Il la regardait d'un air interrogateur. Elle souriait. Il ne pouvait pas comprendre. Il ne pouvait pas comprendre tout ce qu'il provoquait en elle. Une ébullition de ses hormones, des sentiments contradictoires, des envies subites d'être avec lui, des envies de lâcher toute sa vie pour lui.
« Tu es la tornade qui m'habite, à toujours dévaster mon présent et à repenser mon futur »

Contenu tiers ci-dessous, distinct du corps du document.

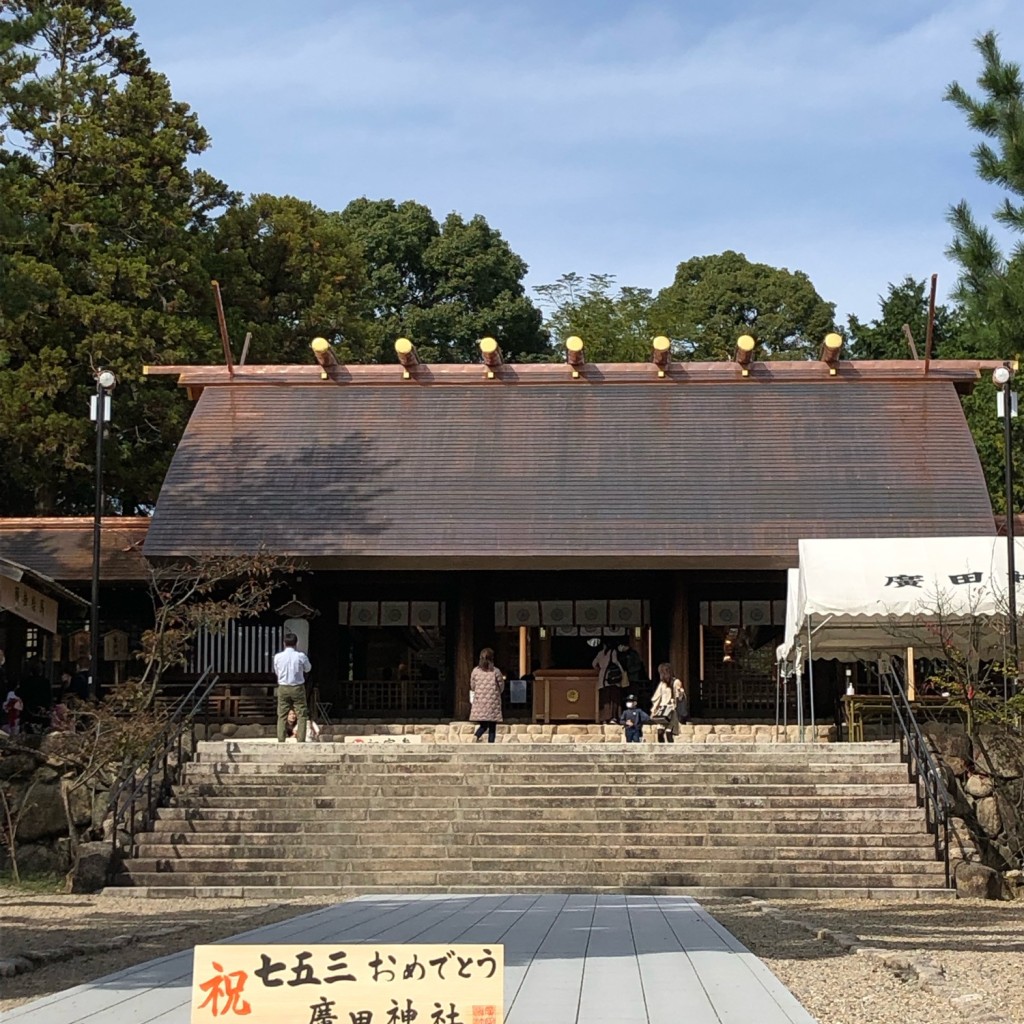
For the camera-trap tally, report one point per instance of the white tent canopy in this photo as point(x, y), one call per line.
point(858, 598)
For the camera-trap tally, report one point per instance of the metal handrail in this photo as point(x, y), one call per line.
point(924, 770)
point(150, 777)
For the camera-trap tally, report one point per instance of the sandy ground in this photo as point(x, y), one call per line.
point(911, 963)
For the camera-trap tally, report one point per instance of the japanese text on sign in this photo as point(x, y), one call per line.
point(348, 983)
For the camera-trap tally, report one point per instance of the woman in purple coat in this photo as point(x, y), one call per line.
point(485, 686)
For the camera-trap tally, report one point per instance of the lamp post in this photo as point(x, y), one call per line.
point(105, 382)
point(1001, 376)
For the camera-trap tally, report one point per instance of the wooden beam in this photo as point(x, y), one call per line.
point(222, 325)
point(909, 341)
point(931, 323)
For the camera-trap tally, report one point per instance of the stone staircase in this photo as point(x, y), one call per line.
point(257, 818)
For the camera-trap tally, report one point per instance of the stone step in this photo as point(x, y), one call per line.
point(268, 894)
point(526, 753)
point(597, 849)
point(406, 790)
point(313, 771)
point(358, 841)
point(613, 802)
point(171, 820)
point(697, 873)
point(689, 859)
point(398, 818)
point(253, 817)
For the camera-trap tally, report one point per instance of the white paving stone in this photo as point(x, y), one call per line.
point(568, 960)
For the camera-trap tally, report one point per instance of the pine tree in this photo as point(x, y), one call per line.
point(99, 253)
point(990, 287)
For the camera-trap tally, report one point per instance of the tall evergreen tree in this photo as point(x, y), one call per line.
point(443, 285)
point(614, 323)
point(990, 287)
point(905, 303)
point(99, 264)
point(715, 299)
point(290, 272)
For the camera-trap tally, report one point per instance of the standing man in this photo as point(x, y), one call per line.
point(291, 667)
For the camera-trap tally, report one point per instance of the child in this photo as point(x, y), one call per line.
point(633, 720)
point(12, 709)
point(292, 724)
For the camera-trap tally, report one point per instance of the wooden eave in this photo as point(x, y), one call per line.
point(963, 374)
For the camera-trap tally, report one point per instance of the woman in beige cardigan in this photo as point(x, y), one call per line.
point(667, 702)
point(485, 687)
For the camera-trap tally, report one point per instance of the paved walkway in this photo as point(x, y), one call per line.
point(568, 960)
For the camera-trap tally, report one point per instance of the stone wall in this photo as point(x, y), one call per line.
point(984, 774)
point(31, 783)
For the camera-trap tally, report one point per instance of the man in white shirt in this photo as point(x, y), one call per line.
point(291, 667)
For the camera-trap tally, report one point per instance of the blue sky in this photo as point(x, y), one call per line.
point(608, 137)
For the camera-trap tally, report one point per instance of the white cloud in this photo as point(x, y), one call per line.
point(806, 133)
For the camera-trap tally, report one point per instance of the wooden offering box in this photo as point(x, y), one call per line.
point(565, 695)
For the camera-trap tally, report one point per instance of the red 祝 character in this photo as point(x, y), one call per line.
point(227, 987)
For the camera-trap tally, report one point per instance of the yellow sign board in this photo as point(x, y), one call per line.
point(348, 983)
point(29, 604)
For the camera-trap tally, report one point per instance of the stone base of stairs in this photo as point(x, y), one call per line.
point(273, 821)
point(271, 893)
point(520, 732)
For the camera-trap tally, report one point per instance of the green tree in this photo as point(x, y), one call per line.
point(715, 299)
point(903, 304)
point(290, 272)
point(990, 287)
point(98, 252)
point(443, 286)
point(615, 325)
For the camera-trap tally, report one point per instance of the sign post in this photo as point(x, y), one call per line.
point(350, 983)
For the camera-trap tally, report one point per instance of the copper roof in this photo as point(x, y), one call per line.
point(535, 469)
point(61, 547)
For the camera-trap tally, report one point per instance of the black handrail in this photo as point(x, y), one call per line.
point(150, 777)
point(924, 770)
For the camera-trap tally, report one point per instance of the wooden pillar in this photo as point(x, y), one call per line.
point(465, 650)
point(678, 646)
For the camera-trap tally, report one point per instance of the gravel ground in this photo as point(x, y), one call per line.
point(879, 962)
point(849, 962)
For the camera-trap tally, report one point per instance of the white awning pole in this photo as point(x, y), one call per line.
point(810, 679)
point(800, 700)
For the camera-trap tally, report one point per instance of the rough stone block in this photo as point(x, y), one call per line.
point(93, 867)
point(978, 786)
point(989, 818)
point(978, 882)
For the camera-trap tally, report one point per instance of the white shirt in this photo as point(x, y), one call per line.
point(291, 667)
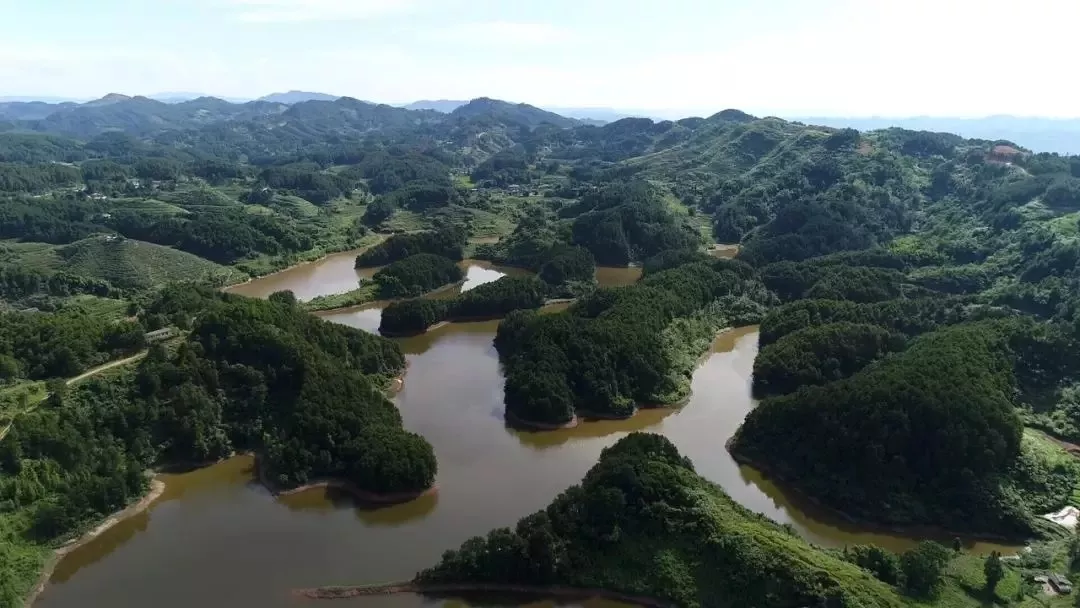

Il ne voulait rien détruire.
« Je veux construire un empire avec toi. Je ne veux pas seulement échanger des baisers et des corps-à-corps. Je veux pouvoir t'aimer librement sans retenue, tenir ta main dans la rue, partir en week-end avec toi, m'endormir et me réveiller chaque matin avec toi. Vivre avec toi »
Il était rempli de tendresse, dans ses paroles, dans ses gestes, dans son regard. Il exprimait enfin ce qu'il souhaitait. Il s'était toujours contenter de subir ce qu'elle désirait. Elle avait toujours entendu ses cris étouffés. Elle l'écoutait enfin. Elle l'écoutait parce que c'est ce qu'elle désirait également.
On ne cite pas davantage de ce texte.